Deuel's conclusions bring us back, then, to the central questions of archaeology. What is the value of material artifacts to the understanding of the Bible? How can we interpret such artifacts, and what do they tell us about biblical history? What is the role of archaeology in preserving the history and context of past times? Should archaeologists go to the field with Bible in hand to confirm what they find in the text?

Israel Finkelstein and Neil Asher Silberman have answered these questions in their own provocative way in The Bible Unearthed: Archaeology's New Vision of Ancient Israel and the Origin of Its Sacred Texts (The Free Press, 2001). In what is surely one of the liveliest and most engaging studies of archaeology and its role in biblical studies, Finkelstein and Silberman's book challenges many of the conclusions of traditional source criticism and revises our understanding of when the events described in the Hebrew Bible might have occurred. The authors call into question the historicity of key events such as the Exodus and veracity of the accounts of Solomon's Temple and David's kingdom-consolidating military victories. "Digging in Jerusalem has failed to produce evidence that it was a great city in David or Solomon's time. And the monuments ascribed to Solomon are now most plausibly connected with other kings. Thus a reconsideration of the evidence has enormous implications. For if there were no patriarchs, no Exodus, no conquest of Canaan-and no prosperous united monarchy under David and Solomon—can we say that early biblical Israel, as described in the Five Books of Moses and the books of Joshua, Judges, and Samuel ever existed at all?" (124)

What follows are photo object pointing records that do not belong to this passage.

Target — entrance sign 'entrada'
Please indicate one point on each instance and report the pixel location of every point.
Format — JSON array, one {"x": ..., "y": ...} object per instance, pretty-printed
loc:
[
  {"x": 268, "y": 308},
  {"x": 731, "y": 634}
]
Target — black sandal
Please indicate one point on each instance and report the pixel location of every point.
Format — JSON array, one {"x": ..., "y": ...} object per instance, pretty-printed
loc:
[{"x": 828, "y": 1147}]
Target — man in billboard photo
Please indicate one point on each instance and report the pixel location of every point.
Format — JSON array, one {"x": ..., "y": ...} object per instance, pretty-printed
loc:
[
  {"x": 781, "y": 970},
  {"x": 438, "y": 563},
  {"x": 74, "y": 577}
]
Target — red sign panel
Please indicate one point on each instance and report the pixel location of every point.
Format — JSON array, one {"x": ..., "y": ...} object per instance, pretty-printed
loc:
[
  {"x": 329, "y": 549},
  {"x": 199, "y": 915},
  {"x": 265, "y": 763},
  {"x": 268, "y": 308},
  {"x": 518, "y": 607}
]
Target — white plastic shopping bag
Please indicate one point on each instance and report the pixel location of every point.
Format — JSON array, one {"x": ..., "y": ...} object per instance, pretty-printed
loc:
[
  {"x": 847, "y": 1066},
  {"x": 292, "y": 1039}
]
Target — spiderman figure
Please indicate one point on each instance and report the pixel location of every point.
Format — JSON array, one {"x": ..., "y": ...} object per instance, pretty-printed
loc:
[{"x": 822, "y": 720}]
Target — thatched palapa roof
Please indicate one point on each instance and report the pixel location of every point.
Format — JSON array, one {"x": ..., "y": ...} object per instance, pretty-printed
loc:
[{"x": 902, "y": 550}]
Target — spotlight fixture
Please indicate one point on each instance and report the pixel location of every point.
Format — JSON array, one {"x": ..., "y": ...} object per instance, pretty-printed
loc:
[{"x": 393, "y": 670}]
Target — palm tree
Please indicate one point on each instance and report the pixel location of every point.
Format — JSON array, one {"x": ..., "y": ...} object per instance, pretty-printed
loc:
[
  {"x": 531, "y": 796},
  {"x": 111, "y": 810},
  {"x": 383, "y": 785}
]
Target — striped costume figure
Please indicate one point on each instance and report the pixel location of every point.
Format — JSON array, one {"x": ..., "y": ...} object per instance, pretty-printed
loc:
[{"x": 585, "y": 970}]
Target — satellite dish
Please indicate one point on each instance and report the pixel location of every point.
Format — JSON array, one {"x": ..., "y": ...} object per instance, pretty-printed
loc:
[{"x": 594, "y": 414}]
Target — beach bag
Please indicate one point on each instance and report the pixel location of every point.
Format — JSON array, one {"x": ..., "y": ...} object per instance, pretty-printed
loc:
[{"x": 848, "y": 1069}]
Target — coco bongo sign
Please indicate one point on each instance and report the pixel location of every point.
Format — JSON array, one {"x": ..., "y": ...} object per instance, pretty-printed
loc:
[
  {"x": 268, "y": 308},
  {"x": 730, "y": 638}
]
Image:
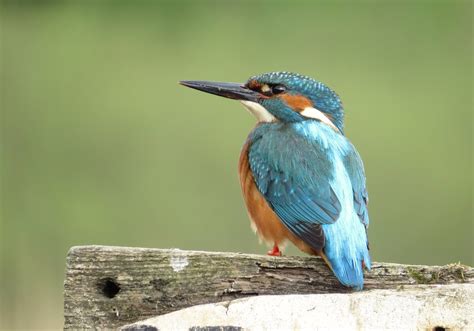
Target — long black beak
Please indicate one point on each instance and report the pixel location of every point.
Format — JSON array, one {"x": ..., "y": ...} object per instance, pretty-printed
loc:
[{"x": 227, "y": 90}]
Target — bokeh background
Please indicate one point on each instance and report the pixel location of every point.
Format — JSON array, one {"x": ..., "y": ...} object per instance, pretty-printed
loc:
[{"x": 100, "y": 145}]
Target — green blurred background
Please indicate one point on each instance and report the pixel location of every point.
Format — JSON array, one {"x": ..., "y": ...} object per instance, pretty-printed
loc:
[{"x": 100, "y": 145}]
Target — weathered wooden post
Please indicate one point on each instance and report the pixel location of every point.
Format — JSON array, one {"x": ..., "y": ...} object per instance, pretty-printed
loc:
[{"x": 110, "y": 287}]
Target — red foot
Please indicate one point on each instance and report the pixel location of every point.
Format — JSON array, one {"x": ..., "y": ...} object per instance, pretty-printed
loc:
[{"x": 275, "y": 251}]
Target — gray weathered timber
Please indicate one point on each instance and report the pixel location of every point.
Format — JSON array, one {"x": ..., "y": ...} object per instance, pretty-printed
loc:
[{"x": 108, "y": 287}]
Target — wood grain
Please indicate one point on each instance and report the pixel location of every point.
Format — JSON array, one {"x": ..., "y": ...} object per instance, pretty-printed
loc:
[{"x": 108, "y": 287}]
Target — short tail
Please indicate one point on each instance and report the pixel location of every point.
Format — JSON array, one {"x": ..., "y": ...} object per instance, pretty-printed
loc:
[{"x": 348, "y": 270}]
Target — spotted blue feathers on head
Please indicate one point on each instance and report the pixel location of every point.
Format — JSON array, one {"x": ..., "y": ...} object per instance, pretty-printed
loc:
[{"x": 319, "y": 95}]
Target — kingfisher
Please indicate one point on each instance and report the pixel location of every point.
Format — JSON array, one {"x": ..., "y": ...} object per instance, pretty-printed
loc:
[{"x": 302, "y": 180}]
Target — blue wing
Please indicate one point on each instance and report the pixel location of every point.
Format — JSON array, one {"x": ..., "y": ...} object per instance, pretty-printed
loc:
[
  {"x": 293, "y": 174},
  {"x": 355, "y": 168},
  {"x": 314, "y": 180}
]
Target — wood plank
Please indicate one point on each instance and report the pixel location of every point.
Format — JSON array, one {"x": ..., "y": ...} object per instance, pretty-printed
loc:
[{"x": 108, "y": 287}]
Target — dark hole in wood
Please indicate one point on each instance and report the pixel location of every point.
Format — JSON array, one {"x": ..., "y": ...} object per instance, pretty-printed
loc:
[{"x": 109, "y": 287}]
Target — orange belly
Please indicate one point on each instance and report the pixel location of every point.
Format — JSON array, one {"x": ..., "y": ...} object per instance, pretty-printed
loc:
[{"x": 265, "y": 221}]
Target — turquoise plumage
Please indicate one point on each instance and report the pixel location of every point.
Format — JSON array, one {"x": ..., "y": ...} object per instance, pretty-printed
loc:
[{"x": 302, "y": 179}]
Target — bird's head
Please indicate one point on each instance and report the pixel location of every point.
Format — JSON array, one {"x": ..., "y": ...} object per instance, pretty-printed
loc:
[{"x": 281, "y": 96}]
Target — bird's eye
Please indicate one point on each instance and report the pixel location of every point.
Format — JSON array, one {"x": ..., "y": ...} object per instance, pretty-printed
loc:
[{"x": 277, "y": 89}]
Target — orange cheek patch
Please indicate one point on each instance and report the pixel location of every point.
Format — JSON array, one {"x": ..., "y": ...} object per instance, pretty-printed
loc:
[
  {"x": 297, "y": 102},
  {"x": 253, "y": 85}
]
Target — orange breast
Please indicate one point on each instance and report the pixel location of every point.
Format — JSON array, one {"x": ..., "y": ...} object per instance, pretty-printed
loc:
[{"x": 264, "y": 220}]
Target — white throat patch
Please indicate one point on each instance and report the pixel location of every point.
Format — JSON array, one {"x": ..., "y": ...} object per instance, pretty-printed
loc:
[
  {"x": 319, "y": 115},
  {"x": 258, "y": 111}
]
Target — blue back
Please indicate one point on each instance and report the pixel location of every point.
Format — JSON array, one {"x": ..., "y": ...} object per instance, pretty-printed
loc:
[{"x": 314, "y": 180}]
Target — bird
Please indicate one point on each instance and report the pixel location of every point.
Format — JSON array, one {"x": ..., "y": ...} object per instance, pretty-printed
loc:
[{"x": 302, "y": 179}]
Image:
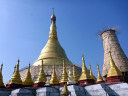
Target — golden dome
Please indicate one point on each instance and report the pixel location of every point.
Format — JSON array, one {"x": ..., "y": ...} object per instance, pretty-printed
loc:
[{"x": 52, "y": 53}]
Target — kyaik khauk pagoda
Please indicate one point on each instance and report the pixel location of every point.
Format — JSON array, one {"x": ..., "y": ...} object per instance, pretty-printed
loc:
[{"x": 53, "y": 74}]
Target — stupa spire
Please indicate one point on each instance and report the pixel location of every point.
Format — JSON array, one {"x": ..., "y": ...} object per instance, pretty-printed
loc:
[
  {"x": 52, "y": 53},
  {"x": 74, "y": 74},
  {"x": 99, "y": 79},
  {"x": 1, "y": 77},
  {"x": 114, "y": 74},
  {"x": 28, "y": 80},
  {"x": 41, "y": 79},
  {"x": 64, "y": 77},
  {"x": 15, "y": 81},
  {"x": 54, "y": 80},
  {"x": 91, "y": 74},
  {"x": 85, "y": 78}
]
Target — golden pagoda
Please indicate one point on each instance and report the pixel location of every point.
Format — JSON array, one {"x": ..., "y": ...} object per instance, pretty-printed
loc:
[
  {"x": 54, "y": 80},
  {"x": 1, "y": 78},
  {"x": 114, "y": 74},
  {"x": 74, "y": 74},
  {"x": 52, "y": 53},
  {"x": 99, "y": 79},
  {"x": 91, "y": 74},
  {"x": 65, "y": 91},
  {"x": 15, "y": 81},
  {"x": 28, "y": 80},
  {"x": 40, "y": 81},
  {"x": 64, "y": 77},
  {"x": 85, "y": 78}
]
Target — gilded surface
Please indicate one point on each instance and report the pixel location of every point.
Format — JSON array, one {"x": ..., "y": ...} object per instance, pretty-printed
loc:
[
  {"x": 1, "y": 77},
  {"x": 91, "y": 74},
  {"x": 28, "y": 80},
  {"x": 16, "y": 76},
  {"x": 113, "y": 71},
  {"x": 99, "y": 75},
  {"x": 41, "y": 75},
  {"x": 65, "y": 91},
  {"x": 54, "y": 79},
  {"x": 52, "y": 53},
  {"x": 85, "y": 74},
  {"x": 74, "y": 74},
  {"x": 64, "y": 77}
]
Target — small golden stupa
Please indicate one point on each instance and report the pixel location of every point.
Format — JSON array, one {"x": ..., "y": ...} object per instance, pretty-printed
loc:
[
  {"x": 65, "y": 91},
  {"x": 15, "y": 81},
  {"x": 91, "y": 74},
  {"x": 28, "y": 80},
  {"x": 114, "y": 74},
  {"x": 85, "y": 78},
  {"x": 54, "y": 80},
  {"x": 1, "y": 78},
  {"x": 40, "y": 81},
  {"x": 64, "y": 77},
  {"x": 74, "y": 74},
  {"x": 99, "y": 79}
]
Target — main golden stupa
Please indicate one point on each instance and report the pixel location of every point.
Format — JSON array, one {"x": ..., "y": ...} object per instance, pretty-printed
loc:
[{"x": 51, "y": 54}]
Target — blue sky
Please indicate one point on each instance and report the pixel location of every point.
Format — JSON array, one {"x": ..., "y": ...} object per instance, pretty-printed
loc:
[{"x": 25, "y": 24}]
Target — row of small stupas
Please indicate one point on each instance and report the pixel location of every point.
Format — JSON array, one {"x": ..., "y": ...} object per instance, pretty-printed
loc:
[{"x": 86, "y": 78}]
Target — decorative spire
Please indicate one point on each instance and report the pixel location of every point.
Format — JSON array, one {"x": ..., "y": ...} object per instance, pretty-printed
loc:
[
  {"x": 41, "y": 76},
  {"x": 65, "y": 90},
  {"x": 15, "y": 79},
  {"x": 91, "y": 74},
  {"x": 52, "y": 53},
  {"x": 74, "y": 74},
  {"x": 1, "y": 77},
  {"x": 85, "y": 74},
  {"x": 64, "y": 77},
  {"x": 53, "y": 32},
  {"x": 113, "y": 71},
  {"x": 71, "y": 80},
  {"x": 54, "y": 79},
  {"x": 28, "y": 80},
  {"x": 99, "y": 79}
]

Once the authors have demolished the historical basis of almost every event leading up to the enthronement of Josiah in the seventh century BCE, they construct their own theory of Israelite origins. According to their archaeological work, the centrality of the temple in Jerusalem, the centrality of Jerusalem as a holy city, the rise of monotheism, and the construction of a Pan-Israelite kingdom can all be traced to the reign of Josiah. Thus, these earlier stories—the patriarchs, the Exodus, the judges—are all read back through the lenses of Josianic reform. "Indeed, archaeology's greatest contribution to our understanding of the Bible may be the realization that such small, relatively poor, and remote societies as late monarchic Judah and post-exilic Yehud could have produced the main outlines of this enduring epic in such a short period of time....Such a realization is crucial...in order for us to appreciate the true genius and continuing power of this single most influential literary and spiritual creation in the history of humanity." (318) Although Finkelstein and Silberman's thesis has met with much resistance, their provocative and challenging work points up both the integral value of archaeology for biblical studies and the contentiousness in the relationship that exists between text scholars and dirt scholars.

Although archaeologists must continue to guard against the proliferation of illicit antiquities and forgeries, the material evidence uncovered by biblical archaeology continues to provide clear insights into ancient cultures and the texts that record their stories.